Providing Experiential Learning for Undergraduate and Graduate Students
The center’s Journeys of Inquiry program continues to provide students firsthand learning and engagement opportunities in low- and middle-income countries, as well as an introduction into conducting field research. This September, Stanford Graduate School of Business Assistant Professor Stephen Anderson led a trip to Rwanda and Kenya focused on innovations in the small-scale retail sector. Students met with local entrepreneurs, officials, business leaders, and policymakers to understand the challenges and potential in this sector.
Over the past few months, a record 19 undergraduate students participated in the center’s Summer Undergraduate Field Research Assistant Program. This opportunity provides field research experience in a low- or middle-income country to undergraduate students interested in global poverty and development. This summer, students conducted research in Brazil, Côte d'Ivoire, India, Indonesia, Kenya, Mexico, Rwanda, Thailand, and Uganda.
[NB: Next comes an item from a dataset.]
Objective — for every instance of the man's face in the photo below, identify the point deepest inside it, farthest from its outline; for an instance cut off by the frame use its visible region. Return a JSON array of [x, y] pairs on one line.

This past year, 26 Stanford graduate students received research funding and fellowships from the center. This multidisciplinary cohort of young scholars is conducting research on a wide breadth of topics related to global development, from the effects of regulatory food labelling in Chile to gender discrimination in Ghana to urbanization affecting democratic competition in India.
Shreya Kankanhalli, a graduate research funding recipient and PhD candidate in quantitative marketing, is studying how small businesses in Guadalajara, Mexico, are managing recent pushes by policymakers to go cashless and adopt e-payment technology to better understand what hinders the adoption of e-payment technology.
The King Center is expanding its on-campus student opportunities by supporting two new global development-focused student groups. The first is the King International Development Association, an undergraduate student organization that fosters collaboration and community among young leaders committed to addressing international development challenges. The second is a graduate student group that focuses on economic development in Africa. A core tenant of the King Center is supporting students in their research, both in-the-field and on campus, so we are delighted to engage with these two dynamic student groups.
Welcoming New Colleagues and Friends
We are happy to welcome Seema Jayachandran, a professor of economics at Northwestern University, as the 2019 - 2020 Noosheen Hashemi Visiting Scholar. We are also pleased to welcome Postdoctoral Fellows Brandon de La Cuesta and Sara Lowes this academic year. Both Brandon and Sara are already remarkable researchers and we’re very happy to have them join the center and engage with the larger Stanford community over the next year.
As we continue to grow and develop new opportunities for students and faculty, in addition to building our engagement with donors and policymakers, we are grateful for your interest in and support of the Stanford King Center. I look forward to seeing you at our events this fall, and please reach out with any questions or suggestions.